Peter D. Feaver, Duke University
After two years as a strategic adviser to the National Security Council, where he drafted a 35-page public plan for victory in Iraq, Feaver has returned to Duke's political science department. According to his syllabus, his fall course on international relations "aims to help students make sense of the confusing daily stream of headlines coming from around the world by providing the background and conceptual tools students need to understand contemporary international relations."
Background comes by way of a heavy reading list including Robert Kagan's "Power and Weakness," Hans J. Morgenthau's "Six Principles of Political Realism" and Stephen Walt's "Taming American Power."
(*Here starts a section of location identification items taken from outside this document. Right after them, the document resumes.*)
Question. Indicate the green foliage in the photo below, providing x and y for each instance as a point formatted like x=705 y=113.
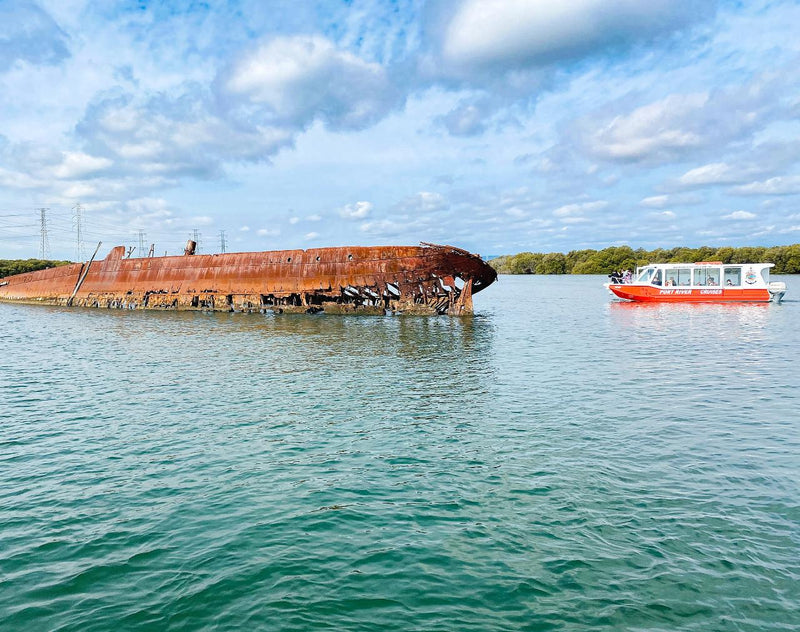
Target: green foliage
x=785 y=258
x=18 y=266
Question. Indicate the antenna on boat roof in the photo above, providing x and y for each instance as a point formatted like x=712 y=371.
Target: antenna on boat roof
x=197 y=239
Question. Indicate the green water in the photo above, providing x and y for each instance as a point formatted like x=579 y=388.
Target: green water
x=557 y=462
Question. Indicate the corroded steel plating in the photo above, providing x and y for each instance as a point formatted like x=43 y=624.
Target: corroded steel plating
x=425 y=279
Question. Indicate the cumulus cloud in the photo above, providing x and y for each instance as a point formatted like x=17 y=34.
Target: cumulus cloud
x=665 y=215
x=714 y=173
x=176 y=134
x=740 y=215
x=358 y=210
x=77 y=164
x=681 y=125
x=513 y=34
x=422 y=202
x=655 y=201
x=781 y=185
x=29 y=34
x=294 y=80
x=571 y=210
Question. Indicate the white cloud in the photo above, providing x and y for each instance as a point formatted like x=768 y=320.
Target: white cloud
x=655 y=201
x=297 y=79
x=740 y=215
x=781 y=185
x=569 y=210
x=519 y=33
x=714 y=173
x=657 y=128
x=358 y=210
x=77 y=164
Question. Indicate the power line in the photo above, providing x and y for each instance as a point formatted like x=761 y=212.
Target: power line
x=44 y=246
x=80 y=253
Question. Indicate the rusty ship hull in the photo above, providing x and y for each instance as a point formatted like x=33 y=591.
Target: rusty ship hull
x=425 y=279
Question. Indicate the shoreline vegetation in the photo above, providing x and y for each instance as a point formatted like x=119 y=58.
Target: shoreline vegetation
x=606 y=261
x=9 y=267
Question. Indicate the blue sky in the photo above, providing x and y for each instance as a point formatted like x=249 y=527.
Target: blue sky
x=495 y=125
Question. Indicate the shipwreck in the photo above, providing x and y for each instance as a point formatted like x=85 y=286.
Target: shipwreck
x=424 y=279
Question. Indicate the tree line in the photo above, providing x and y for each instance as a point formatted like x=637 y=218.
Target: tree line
x=785 y=258
x=18 y=266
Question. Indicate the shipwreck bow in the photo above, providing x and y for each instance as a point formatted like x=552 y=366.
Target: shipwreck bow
x=425 y=279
In the spring, Feaver says, he plans "to teach a new course that will directly reflect my last two years: a seminar on 'American Grand Strategy.' My current plan is to have students write a new U.S. National Security Strategy."
Philip D. Zelikow, University of Virginia
After resigning in December as counselor to Secretary of State Condoleezza Rice, Zelikow has returned to Charlottesville. One reason he gave when he left the State Department was the need to tend to "some truly riveting obligations to college bursars" for his children's education.
But he's not counting too much on royalties for those tuition checks. In his two history courses, Zelikow appears to assign only one of his own books, "The Kennedy Tapes," co-written with Ernest May. Other texts include Akira Iriye's "The Origins of the Second World War," Barbara Tuchman's "The Proud Tower" and H.R. McMaster's "Dereliction of Duty."
Douglas Feith, Georgetown University
The former undersecretary of defense is teaching a seminar on the national security policy of the Bush administration.
Authors on his reading list include Hew Strachan, Zbigniew Brzezinski, Eugene V. Rostow, Melvin Laird, Samuel Huntington and Francis Fukuyama (among many others -- the list seems to contain about 100-plus pages for every hour of class). Of his former colleagues, Feith includes Rice's 2000 Foreign Affairs article, several speeches of President Bush -- including his Sept. 20, 2001, address -- and a speech Feith delivered on civil liberties.
He also plans to assign Osama bin Laden's jihad statement from February 1998 and the national military strategic plan for war on terrorism.